Certainly, his seven year tenure as Chairman of Rugby Players Ireland will compliment Kearney in his aims. In being based in Australia for the next six months, Kearney now brings his tenure to a close but the full-back hopes to remain involved with the organisation and use his experience to further guide it in its aims.
Elsewhere, we send our best wishes to Ian Keatley (Glasgow Warriors) and Bryan O’Connor (Gloucester Rugby) on ther recent moves. Both might take inspiration from Eoghan Barrett who scored his first Top14 try for Pau recently. Barrett moved to France upon completing his Leaving Cert in 2018.
— TOP 14 Rugby (@top14rugby) January 13, 2021
Former Munster Rugby player Sean Scanlon has called time on his 11-year professional career. Having moved on from Limerick in 2013, Scanlon went on to play for Nottingham Rugby, Rotheram Titans and Doncaster Knights in the English Championship. Scanlon will be placing his focus on his role with LandTech, the UK’s fastest growing property technology company.
Fellow Munster man Ben Betts also decided to hang up his boots. Although he never made a senior appearance for his province, Betts forged out a career in England with stints at Leicester Tigers, Loughborough, Ealing Trailfinders, Nottingham Rugby and Doncaster Knights. Ben has moved into recruitment consultancy with Macildowie Recruitment.
Brendan Macken has also taken the decision to hang up his boots. Having played 50 times for Leinster, Macken also lined out for Gloucester Rugby, Wasps and London Irish. Just 29, recent seasons have been plagued by injury leading the former Finance and Accounting student to step up his involvement with David James Wealth, with whom he has been working part-time in recent years.
There were several former professionals involved in a recent coaching reshuffle at Irish senior and U20 levels.
Capped 108 times by Ireland, Paul O’Connell has answered Andy Farrell’s call ahead of the 2021 Guinness Six Nations. O’Connell joins the national coaching set-up as forwards coach with Simon Easterby assuming duties for defence. Meanwhile, former Ulster Rugby scrum-half Kieran Campbell has moved into the role of Head Coach for the Irish U20s with Denis Leamy named as one of his assistants.
As a Tipperary native, Leamy would have been very familiar with Alan Tynan. Having led Roscrea CC to a first Leinster Schools’ Senior Cup title in 2015, great things were expected of the talented out-half. However, having been released by Munster last year, the talented sportsman returned his attentions to hurling and this month was called into the Tipperary senior hurling squad.
As part of a series of interviews with former rugby players and their experience of the transition, Garry Doyle of The42.ie spoke with Barry Daly. Now based in Massachusetts, Daly secured a scholarship at the Boston College Carroll School of Management with the help of Rugby Players Ireland.

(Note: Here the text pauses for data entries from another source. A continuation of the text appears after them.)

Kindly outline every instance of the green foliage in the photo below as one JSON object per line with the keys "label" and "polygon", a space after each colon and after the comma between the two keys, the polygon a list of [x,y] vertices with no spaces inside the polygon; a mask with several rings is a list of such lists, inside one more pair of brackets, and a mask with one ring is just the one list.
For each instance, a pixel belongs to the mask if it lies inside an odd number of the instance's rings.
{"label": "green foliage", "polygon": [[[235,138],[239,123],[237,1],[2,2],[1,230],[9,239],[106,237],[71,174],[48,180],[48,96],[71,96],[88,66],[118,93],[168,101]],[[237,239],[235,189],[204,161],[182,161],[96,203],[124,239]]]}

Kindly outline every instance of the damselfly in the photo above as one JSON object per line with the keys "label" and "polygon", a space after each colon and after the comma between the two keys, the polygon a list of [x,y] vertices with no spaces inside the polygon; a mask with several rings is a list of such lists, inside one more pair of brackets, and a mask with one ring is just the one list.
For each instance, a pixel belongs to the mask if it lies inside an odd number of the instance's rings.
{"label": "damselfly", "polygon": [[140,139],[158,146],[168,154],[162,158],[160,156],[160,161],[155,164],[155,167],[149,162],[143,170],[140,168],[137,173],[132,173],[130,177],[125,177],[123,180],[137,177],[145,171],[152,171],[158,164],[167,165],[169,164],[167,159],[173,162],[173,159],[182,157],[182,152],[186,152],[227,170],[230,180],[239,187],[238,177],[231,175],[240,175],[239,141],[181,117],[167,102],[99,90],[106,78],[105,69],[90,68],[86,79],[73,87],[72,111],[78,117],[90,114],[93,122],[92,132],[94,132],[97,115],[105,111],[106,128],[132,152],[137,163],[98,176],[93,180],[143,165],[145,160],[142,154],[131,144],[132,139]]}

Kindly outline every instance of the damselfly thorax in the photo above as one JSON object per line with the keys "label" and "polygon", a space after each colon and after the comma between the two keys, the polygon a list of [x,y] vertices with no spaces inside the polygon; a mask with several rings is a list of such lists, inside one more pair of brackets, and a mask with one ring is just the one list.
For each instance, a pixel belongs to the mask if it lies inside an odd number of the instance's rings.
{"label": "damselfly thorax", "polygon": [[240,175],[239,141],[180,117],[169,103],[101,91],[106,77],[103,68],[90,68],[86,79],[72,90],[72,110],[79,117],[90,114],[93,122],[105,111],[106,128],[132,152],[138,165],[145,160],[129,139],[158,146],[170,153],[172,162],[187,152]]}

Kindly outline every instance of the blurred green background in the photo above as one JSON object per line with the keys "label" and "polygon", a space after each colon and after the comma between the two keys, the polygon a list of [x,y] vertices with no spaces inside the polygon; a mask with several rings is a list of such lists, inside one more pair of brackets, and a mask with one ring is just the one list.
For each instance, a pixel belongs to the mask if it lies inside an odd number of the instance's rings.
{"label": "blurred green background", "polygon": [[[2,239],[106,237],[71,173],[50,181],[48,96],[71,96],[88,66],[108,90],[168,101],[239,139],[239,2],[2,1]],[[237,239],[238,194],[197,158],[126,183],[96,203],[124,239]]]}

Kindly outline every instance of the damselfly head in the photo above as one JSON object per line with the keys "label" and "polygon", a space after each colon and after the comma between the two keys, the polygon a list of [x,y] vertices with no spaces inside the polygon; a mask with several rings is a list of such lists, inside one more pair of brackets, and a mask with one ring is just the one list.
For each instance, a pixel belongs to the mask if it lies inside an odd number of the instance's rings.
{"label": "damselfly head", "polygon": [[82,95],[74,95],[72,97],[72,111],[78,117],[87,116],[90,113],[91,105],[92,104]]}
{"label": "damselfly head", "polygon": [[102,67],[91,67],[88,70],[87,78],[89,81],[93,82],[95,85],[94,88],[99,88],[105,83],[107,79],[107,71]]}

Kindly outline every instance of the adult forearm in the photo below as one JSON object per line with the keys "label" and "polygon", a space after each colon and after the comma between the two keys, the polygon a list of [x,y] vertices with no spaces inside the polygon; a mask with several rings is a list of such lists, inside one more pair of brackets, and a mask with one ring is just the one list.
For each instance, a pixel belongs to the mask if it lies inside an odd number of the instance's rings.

Following a hard-hitting episode of his ‘Where is My Mind’ podcast pertaining to his experiences of professional rugby, we followed up with former Leinster Rugby Player Neil Breslin. While acknowledging the work of Rugby Players Ireland and initiatives like the Tackle Your Feeling campaign, Bressie claims there is a level of tokenism in other sporting organisations and urged all to up their game. Since speaking to us, Bressie has continued the conversation with Rugby Players Ireland.
Mental Wellbeing Service
Rugby Players Ireland has a dedicated Player Wellbeing Service which provides our members with access to services to help them look after their mental health and wellbeing. This service can be availed of through our Player Development Mangers who act as a conduit the the large number of providers in our network.
Additonally, Rugby Players Ireland has participated in the Ohana Zero Suicide Awareness Training. The programme, which was launched by Su Carty with the help of Alan Quinlan, Bernard Jackman and Tania Ross,aims to equip people with the skills to navigate difficult conversations and identify suicidal behaviours.